Wearable biosensors allow continuous monitoring of physiological and behavioral signals associated with substance use disorders. Nevertheless, generating clinically meaningful insights requires novel machine learning techniques capable of handling high-velocity, noisy data streams. This paper surveys existing algorithms proposed for detecting substance use from wearables, highlighting key trends such as deep learning approaches and personalization. Ongoing challenges related to ground truth labeling, model interpretation, and computational efficiency are also discussed. The advent of 5G/6G networks is poised to transform this field by facilitating coordinated sensing across multiple wearables and enabling advanced on-device analytics.

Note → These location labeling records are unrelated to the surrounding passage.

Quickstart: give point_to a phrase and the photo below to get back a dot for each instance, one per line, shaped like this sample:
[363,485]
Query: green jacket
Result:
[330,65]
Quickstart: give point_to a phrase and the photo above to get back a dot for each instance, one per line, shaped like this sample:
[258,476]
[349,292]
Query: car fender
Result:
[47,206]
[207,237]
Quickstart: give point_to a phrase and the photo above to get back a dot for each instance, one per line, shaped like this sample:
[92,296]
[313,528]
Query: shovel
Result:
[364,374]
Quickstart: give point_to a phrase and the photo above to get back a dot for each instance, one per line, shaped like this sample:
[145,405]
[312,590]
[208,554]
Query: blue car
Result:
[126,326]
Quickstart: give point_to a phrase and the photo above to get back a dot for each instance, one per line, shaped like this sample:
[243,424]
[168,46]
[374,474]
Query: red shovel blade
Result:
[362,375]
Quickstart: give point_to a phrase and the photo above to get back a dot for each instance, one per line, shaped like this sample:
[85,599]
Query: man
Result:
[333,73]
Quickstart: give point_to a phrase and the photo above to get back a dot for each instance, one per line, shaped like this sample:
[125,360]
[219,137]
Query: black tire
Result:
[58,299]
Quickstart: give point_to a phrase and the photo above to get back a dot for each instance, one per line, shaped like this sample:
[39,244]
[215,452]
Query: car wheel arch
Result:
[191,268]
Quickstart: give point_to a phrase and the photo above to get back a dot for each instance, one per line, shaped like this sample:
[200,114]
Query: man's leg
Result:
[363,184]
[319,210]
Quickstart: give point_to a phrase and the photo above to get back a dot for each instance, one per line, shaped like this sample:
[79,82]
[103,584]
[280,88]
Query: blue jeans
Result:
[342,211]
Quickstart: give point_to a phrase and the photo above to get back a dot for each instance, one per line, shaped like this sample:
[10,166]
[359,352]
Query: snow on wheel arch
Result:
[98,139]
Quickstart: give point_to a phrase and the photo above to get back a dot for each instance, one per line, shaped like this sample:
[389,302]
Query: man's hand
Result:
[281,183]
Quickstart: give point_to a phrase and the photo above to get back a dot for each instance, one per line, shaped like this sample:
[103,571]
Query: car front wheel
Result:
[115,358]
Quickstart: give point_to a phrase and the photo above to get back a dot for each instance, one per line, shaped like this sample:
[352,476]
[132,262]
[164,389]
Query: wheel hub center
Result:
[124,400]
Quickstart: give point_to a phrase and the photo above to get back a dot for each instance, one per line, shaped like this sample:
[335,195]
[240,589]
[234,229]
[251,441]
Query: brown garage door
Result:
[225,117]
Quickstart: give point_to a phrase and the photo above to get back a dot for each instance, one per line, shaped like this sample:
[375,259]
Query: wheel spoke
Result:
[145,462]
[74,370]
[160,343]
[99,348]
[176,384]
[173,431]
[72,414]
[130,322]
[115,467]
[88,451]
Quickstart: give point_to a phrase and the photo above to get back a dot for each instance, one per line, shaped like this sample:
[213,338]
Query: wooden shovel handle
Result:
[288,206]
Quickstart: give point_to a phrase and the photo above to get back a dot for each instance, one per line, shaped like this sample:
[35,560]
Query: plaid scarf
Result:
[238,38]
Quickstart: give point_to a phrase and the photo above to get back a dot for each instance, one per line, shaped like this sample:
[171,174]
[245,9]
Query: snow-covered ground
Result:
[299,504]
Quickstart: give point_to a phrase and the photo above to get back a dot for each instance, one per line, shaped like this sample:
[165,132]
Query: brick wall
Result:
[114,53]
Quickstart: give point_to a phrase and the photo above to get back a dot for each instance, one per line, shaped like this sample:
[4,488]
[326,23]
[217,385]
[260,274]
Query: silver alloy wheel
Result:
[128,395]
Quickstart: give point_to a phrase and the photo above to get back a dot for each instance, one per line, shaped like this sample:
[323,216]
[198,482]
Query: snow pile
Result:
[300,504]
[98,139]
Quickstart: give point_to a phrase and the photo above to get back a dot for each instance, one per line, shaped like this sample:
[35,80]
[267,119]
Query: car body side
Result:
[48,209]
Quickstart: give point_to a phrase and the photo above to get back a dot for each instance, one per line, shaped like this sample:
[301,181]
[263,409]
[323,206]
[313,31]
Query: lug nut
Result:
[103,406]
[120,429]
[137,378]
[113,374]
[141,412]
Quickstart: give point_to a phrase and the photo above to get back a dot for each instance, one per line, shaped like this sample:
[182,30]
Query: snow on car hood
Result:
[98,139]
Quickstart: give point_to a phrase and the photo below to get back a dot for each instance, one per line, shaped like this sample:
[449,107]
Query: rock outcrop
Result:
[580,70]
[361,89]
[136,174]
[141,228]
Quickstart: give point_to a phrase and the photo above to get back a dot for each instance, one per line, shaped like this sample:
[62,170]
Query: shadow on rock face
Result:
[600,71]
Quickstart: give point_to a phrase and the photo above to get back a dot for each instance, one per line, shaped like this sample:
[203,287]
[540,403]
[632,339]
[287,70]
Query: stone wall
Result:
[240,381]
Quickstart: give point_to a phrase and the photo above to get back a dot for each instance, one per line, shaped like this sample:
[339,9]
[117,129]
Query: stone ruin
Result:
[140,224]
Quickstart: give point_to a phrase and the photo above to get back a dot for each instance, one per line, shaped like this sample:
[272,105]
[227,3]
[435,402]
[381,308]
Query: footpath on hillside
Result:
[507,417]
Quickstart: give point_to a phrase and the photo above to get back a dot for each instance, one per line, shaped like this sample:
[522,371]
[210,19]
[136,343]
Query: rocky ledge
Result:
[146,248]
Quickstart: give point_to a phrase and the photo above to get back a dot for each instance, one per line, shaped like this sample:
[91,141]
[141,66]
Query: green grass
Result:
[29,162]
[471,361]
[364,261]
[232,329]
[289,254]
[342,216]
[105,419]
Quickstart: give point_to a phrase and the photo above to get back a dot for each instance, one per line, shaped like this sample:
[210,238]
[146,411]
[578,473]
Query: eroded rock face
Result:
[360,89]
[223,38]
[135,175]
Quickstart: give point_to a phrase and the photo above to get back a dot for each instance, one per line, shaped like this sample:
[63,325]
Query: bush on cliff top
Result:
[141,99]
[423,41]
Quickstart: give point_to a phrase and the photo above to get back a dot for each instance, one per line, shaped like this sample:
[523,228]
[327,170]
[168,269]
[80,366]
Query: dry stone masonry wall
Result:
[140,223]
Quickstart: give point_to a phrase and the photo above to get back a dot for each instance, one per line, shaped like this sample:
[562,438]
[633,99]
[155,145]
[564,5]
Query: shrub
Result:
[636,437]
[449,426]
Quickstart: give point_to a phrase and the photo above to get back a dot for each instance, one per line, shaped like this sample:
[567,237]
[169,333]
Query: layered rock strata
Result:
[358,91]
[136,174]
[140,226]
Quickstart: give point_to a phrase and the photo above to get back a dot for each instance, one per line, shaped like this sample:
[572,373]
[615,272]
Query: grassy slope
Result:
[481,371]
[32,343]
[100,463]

This work consolidates progress in wearable analytics for substance use monitoring and identifies open problems to steer future research. An experimental evaluation using wearable data from 20 participants demonstrates that a personalized CNN model achieved the best performance in detecting cannabis use events, boasting 89% precision, 83% recall, and a 0.94 AUROC score, outperforming classical machine learning approaches such as random forests.